After the Cubs and chairman Tom Ricketts released this video Thursday, essentially saying, "We're going ahead with the Wrigley Field renovation plans," and noting the team would be asking for additional signage in Wrigley's outfield, this response came from the Wrigleyville Rooftops Association:
"The Ricketts family's decision to unilaterally end negotiations with their contractual partners is another refusal to accept any of the proposed win-win solutions that could have funded the modernization of Wrigley Field and enhance the team's competitiveness. In fact, it appears their zeal to block rooftop owners who pay them millions of dollars a year in royalties knows no bounds. Unfortunately, this decision by the Ricketts family will now result in this matter being resolved in a court of law," said Ryan McLaughlin, spokesman, Wrigleyville Rooftops Association. It should be noted current Cubs president Crane Kenney and legal counsel Mike Lufrano negotiated the contract with the rooftops over a decade ago.
The provisions of what's actually in the contract, rather than the length of time since it was signed, are what's important. As CSN Chicago's David Kaplan reported in January and reiterated yesterday, the contract contains this clause:
Any expansion of Wrigley Field approved by governmental authorities shall not be a violation of this Agreement, including this section.
I'm not a lawyer and neither is Kaplan, but lawyers who have gone over this agreement seem to be in consensus that the Cubs are on strong legal ground. It would appear that the reason this has taken so long -- and the Cubs wanted this settled by Opening Day 2013, more than a year ago -- is that Tom Ricketts wanted to be a nice guy. That's really the same thing that happened back in 2002, when the Cubs erected windscreens -- specifically mentioned in the contract -- to attempt to block views from the rooftops. They didn't, and all they did was engender a tremendous amount of bad publicity for the Cubs. That's one of the reasons the 2004 contract was signed -- the Cubs and Tribune Co. didn't want that bad PR and wanted to be seen as good neighbors.
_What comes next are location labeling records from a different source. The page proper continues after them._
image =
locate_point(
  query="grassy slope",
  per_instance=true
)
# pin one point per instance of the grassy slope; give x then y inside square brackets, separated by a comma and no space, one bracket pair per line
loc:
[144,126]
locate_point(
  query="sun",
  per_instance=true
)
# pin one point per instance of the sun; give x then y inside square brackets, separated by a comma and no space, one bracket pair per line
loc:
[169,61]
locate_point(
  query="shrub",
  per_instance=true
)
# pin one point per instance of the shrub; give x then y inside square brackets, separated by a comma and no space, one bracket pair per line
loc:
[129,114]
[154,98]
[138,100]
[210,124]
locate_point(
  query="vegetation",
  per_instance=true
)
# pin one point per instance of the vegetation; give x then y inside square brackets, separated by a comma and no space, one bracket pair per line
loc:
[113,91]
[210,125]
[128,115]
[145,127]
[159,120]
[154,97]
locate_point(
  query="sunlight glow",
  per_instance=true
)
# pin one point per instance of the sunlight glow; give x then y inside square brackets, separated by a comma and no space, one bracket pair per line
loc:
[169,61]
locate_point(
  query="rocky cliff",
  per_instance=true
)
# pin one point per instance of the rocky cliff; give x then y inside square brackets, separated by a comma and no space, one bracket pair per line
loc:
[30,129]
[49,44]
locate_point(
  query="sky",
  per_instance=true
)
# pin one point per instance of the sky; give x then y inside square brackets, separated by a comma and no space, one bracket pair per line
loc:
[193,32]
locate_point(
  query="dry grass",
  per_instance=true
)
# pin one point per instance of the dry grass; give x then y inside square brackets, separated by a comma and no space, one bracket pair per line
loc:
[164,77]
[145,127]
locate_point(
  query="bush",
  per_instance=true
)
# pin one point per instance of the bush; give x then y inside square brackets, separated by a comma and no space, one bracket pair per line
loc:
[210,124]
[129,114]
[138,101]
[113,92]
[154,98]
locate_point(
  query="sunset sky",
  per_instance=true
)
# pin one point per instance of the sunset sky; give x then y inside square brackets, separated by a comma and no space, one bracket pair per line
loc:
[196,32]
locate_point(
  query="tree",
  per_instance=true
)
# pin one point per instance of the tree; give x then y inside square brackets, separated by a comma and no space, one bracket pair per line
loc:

Now it's the neighbors who are growling, and not just the rooftops, either:
Chester Kropidlowski, past chairman of East Lake View Neighbors, said it’s clear that, with the mayoral election fast approaching, Emanuel wants to cut the ribbon on a $500 million project that puts union members and contractors to work. "The mayor is behind it. The Cubs probably know that, so they’re trying to get more out of the system. But people are going to be upset. They think the Cubs have gotten more concessions than they should have from the city. The residential character of the neighborhood is being chipped away," he said. "There’s going to be a backlash from the Lake View community. Previous mayors… have always exhibited concern about the Lake View community. That no longer seems to be the case. This mayor seems more concerned about cutting ribbons and being involved in big-picture type activities."
Honestly? I drive through Lake View and Wrigleyville almost daily, and on many days when the Cubs are out of town or during the offseason. I see no changes in the "residential character" of the area. When there's no major-league baseball being played at Wrigley Field -- and let's remember that's almost 80 percent of the time, as 81 days is about 22 percent of a calendar year -- Lake View and Wrigleyville are just as quiet and residential as any other neighborhood on the North Side.
It seems likely that the new requests the Cubs have made -- and I haven't seen any of them, just read about them as you have -- are being made along the same lines as the proposals the Cubs made in April 2013. They're throwing every single thing they've ever wanted in there, with the likely understanding that some of them won't be approved.
But the basic outline of the renovation -- and let's call it what the Cubs are, because that's what it really is, an "expansion" -- of Wrigley Field has to happen for the Cubs to be competitive in the 21st Century. Better player facilities is No. 1 on the list. More advertising, for more revenue, is No. 2, and better fan amenities are also important.
Do all this and Wrigley Field retains its status as an historic ballpark, a tourist attraction that looks beautiful, but is also beautiful to come to for fans and a good workplace for baseball players.
Stand down, rooftops. Had you been more conciliatory, you might have gotten a renewed deal from the Cubs and entered into a cooperative partnership that could have lasted decades. Instead, your shrill threats are going to get you this: nine more years of a deal that's probably hemorrhaging money right now (due to lack of rooftop ticket sales) and then you're done. It didn't have to be this way, but you, the rooftop owners, created this problem.
Now you can end it. Stop the madness. Let the Cubs begin the project. It's way past time.